Ein Abteilungschef in Quarantäne

Sascha Krammer, der Abteilungsleiter des TSV Plattenhardt, tut es nicht. Vielleicht auch unter dem Eindruck dessen, dass er im Gegensatz zu vielen anderen mittlerweile Corona-Selbsterfahrung hat. Krammer befindet sich seit Mittwoch in häuslicher Quarantäne, nachdem seine Frau positiv getestet worden ist. Glück im Unglück: bei der besseren Hälfte lediglich ein leichter Schnupfen, bei Krammer selbst bislang keine Symptome.
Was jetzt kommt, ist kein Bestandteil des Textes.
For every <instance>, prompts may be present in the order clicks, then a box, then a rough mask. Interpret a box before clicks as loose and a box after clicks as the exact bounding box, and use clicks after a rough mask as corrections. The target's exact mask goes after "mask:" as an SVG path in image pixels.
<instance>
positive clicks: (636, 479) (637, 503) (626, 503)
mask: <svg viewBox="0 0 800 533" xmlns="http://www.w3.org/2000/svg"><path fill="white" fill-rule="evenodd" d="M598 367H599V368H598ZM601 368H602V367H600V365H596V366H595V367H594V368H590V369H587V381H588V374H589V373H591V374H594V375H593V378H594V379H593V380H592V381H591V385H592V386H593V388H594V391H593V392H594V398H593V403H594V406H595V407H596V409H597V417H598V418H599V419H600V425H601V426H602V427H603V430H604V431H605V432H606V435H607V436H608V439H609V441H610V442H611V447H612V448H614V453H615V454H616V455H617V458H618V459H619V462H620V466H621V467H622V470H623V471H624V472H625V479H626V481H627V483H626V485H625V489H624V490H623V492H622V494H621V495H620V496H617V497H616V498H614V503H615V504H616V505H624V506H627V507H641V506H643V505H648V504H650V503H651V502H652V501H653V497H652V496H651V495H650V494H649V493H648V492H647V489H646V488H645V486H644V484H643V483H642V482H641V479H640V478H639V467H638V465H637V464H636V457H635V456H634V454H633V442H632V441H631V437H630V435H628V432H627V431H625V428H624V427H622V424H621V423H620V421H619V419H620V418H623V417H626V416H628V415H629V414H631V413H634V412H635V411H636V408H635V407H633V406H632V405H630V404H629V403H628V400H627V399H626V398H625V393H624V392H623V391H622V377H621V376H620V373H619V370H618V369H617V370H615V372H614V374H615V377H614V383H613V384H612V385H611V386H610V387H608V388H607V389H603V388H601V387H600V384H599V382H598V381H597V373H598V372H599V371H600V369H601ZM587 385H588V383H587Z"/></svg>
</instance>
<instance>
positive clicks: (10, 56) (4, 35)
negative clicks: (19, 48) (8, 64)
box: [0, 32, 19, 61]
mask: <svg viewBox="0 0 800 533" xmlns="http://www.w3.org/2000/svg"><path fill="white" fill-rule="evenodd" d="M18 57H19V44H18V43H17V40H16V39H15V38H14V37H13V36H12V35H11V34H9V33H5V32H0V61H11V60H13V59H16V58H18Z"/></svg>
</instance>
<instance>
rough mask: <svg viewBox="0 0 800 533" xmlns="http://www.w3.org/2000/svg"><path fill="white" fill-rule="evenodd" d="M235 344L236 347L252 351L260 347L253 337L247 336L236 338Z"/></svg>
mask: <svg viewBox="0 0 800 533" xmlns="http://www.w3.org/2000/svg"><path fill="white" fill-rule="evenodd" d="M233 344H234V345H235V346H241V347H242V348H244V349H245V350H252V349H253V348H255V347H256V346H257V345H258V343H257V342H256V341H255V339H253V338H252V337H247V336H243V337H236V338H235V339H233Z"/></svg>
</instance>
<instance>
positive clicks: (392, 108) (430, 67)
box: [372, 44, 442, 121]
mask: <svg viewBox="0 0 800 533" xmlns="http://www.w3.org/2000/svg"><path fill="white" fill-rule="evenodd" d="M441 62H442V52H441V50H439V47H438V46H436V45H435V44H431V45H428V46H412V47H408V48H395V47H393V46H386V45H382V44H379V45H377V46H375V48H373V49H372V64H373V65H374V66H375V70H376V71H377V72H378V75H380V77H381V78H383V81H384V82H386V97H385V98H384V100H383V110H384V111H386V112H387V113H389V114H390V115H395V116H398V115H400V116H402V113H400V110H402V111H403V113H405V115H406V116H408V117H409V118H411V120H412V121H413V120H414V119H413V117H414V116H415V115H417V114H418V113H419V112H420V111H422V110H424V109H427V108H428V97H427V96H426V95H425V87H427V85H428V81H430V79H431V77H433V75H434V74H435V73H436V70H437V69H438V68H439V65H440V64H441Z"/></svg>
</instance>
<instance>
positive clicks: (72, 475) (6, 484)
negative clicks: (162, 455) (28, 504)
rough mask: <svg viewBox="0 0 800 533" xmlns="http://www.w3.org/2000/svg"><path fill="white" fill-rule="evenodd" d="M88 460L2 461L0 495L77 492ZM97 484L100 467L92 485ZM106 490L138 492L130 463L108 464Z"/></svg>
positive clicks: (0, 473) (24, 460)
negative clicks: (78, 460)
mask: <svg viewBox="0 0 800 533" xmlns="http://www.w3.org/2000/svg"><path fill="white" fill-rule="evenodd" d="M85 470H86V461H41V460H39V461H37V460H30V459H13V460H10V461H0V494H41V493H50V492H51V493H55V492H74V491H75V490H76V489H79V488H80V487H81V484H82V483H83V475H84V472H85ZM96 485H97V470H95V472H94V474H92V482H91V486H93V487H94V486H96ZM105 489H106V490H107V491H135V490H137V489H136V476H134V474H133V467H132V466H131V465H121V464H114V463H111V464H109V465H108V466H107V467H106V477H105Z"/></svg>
Wie es sportlich weiter geht? „Das Einzige, was ich mir noch vorstellen könnte, ist, die Saison im Juni und Juli zu Ende zu bringen“, sagt Krammer. Fürs Erste ist im Weilerhau banges Warten – „eine blöde Situation“. Sollte das Spieljahr wegen Corona über die Wupper gehen, vor allem in Plattenhardt träfe es hart. Es ist die Saison, in der der Verein mehr denn je investiert hat für den Landesliga-Wiederaufstieg. Aktuell ist der Topfavorit nun nur Zweiter, bei einem weniger ausgetragenen Spiel einen Zähler hinter dem Überraschungsteam des SV Sillenbuch. Angesprochen ist damit ein Problem im Problem: die Variante, bei einem Saisonabbruch den Jetzt-Tabellenstand über Auf- und Abstieg entscheiden zu lassen, scheidet praktisch aus, haben die Teams doch eine unterschiedliche Zahl an Begegnungen absolviert. Sollten die Seinen am Ende ohne weitere Eingriffsmöglichkeit abermals scheitern, hielte Krammer das zwar für „keinen Weltuntergang“. Aber: „Super enttäuschend wäre es schon.“ Paulo Bayrak, einer der beiden Plattenhardter Trainer, hat seinem Sillenbucher Amtskollegen schon einmal Glückwünsche zukommen lassen. Beim Bäcker in Degerloch sind er und Zvonimir Topalusic sich unlängst begegnet. „Er hat mir da bereits zum Meistertitel gratuliert“, sagt Topalusic und lacht. Freilich: ganz ernst war das noch nicht gemeint. Noch nicht. Blieben er und seine Kicker tatsächlich kampflos oben, wüsste Topalusic gerade selbst nicht so recht, was er sagen sollte. „Klar ist, dass uns nichts passieren kann. Wir warten es jetzt einfach mal ab und tragen jede Entscheidung von Verbandsseite mit“, sagt er.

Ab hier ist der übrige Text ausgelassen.